«Hotel or lounge?»

L'accent est tellement fort que je ne comprends pas.

«What?»

«Hotel or lounge?»

L'employé de l'aéroport de Karachi s'agrippe à nos valises. Il veut les transporter dans l'espoir de nous arracher un pourboire. Maigre, il flotte dans sa chemise bleue défraîchie.

Deux Pakistanais viennent à notre rescousse. Ils nous expliquent que la compagnie Pakistan Airlines est prête à nous payer un hôtel parce que notre vol pour Islamabad ne part que dans huit heures.

- Restez ici, nous préviennent les Pakistanais, Karachi est une ville trop dangereuse.

- Et d'où venez-vous?

- De Peshawar.

- C'est le monde à l'envers. Peshawar, une ville pachtoune située près de la frontière afghane, un repaire de talibans et de membres d'Al-Qaïda, une ville qui ne compte plus les attentats suicide et les morts, et ils ont peur de Karachi?

Près de 20 millions d'habitants s'entassent dans les rues poussiéreuses de Karachi. Des vautours survolent la ville. J'y ai passé quelques jours en 2008 pour couvrir les élections pakistanaises. C'est une ville survoltée qui donne froid dans le dos. C'est ici que le journaliste américain Daniel Pearl a été kidnappé, puis décapité par des islamistes radicaux.

L'employé grimpe les marches qui mènent au lounge en traînant nos valises. Il tend la main. André, le photographe avec qui je voyage, lui donne quelques roupies. Il secoue la tête, suppliant: «Low money.» André ajoute quelques billets.

J'ouvre ma valise et je sors une tunique et un foulard. On ne badine pas avec l'honneur des femmes dans les pays musulmans. Surtout au Pakistan.

***

Juste avant d'atterrir à Islamabad, le commandant nous avertit que nous devons survoler la ville pendant une quinzaine de minutes. L'aéroport vient de fermer, car des VVIP s'apprêtent à décoller.

- C'est quoi, des VVIP?

- Des Very Very Important Persons, me répond l'agent en levant ses sourcils broussailleux. Des Américains.

Le Pakistan, fidèle allié des États-Unis dans sa lutte contre le terrorisme, vient de recevoir une gifle. Le 1er mai, des hélicoptères américains ont survolé le territoire pakistanais. À leur bord, un commando qui a fait irruption dans une villa et a abattu l'homme le plus recherché de la planète, Oussama ben Laden.

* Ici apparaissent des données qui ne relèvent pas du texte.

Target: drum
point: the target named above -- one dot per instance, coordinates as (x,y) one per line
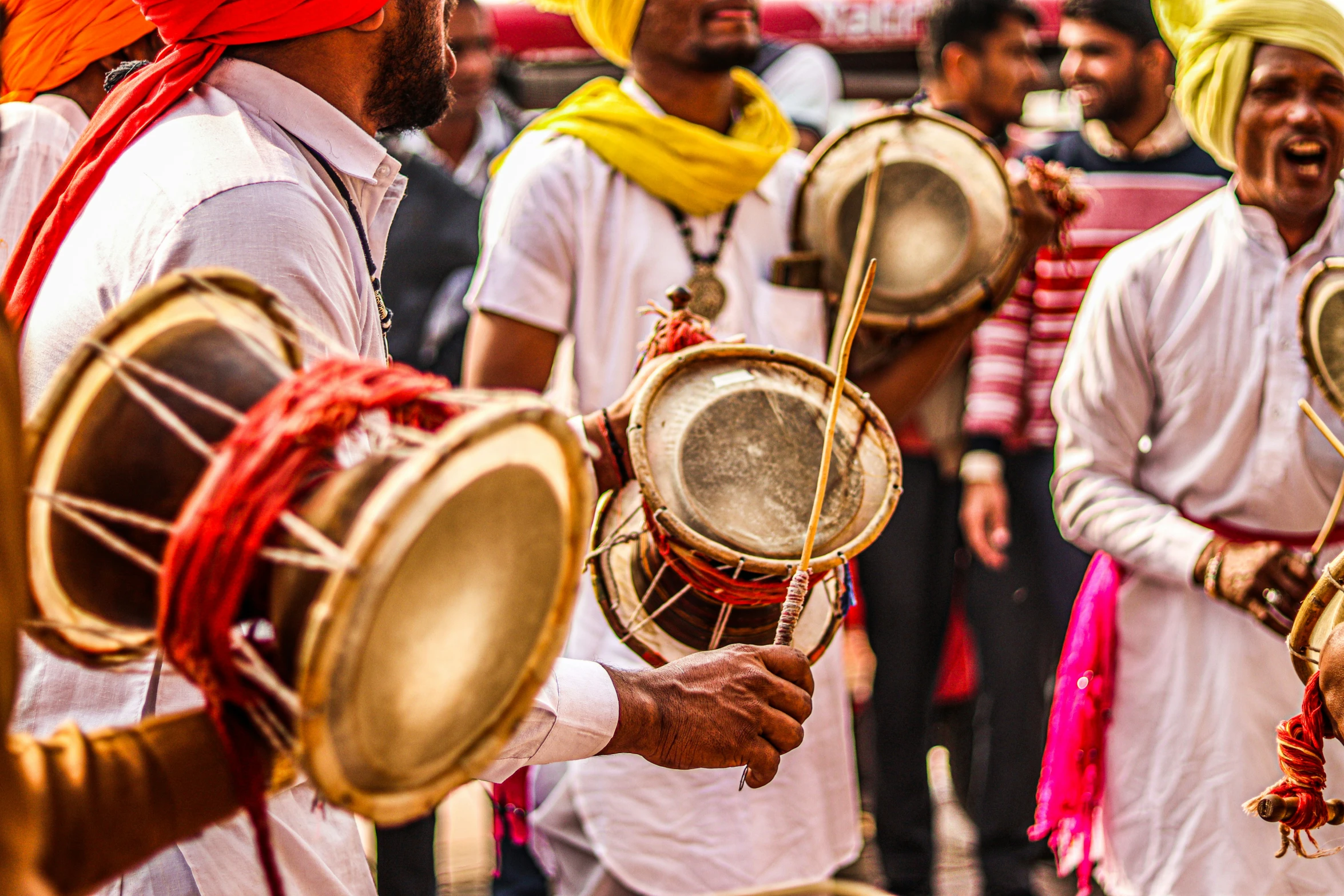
(412,645)
(945,217)
(1322,329)
(698,550)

Les Américains n'ont pas averti les Pakistanais, car ils ne leur faisaient pas confiance. Ils avaient peur des fuites. Le Pakistan a été humilié. La presse pakistanaise exige que des têtes roulent. Mais personne n'ose trop protester, car les États-Unis versent des milliards de dollars en aide au Pakistan. Pas surprenant que des VVIP monopolisent l'aéroport d'Islamabad, la capitale, sans préavis.

L'aéroport est planté au milieu de Rawalpindi, en banlieue d'Islamabad. Une banlieue désordonnée, surpeuplée. Avant d'atterrir, l'avion frôle les quartiers délabrés de Rawalpindi. C'est ici que l'ex-première ministre Benazir Bhutto a été assassinée en décembre 2007. Un kamikaze s'est jeté contre sa voiture. Deux mois plus tôt, elle avait échappé à un attentat à Karachi. Elle revenait au pays après plusieurs années d'exil.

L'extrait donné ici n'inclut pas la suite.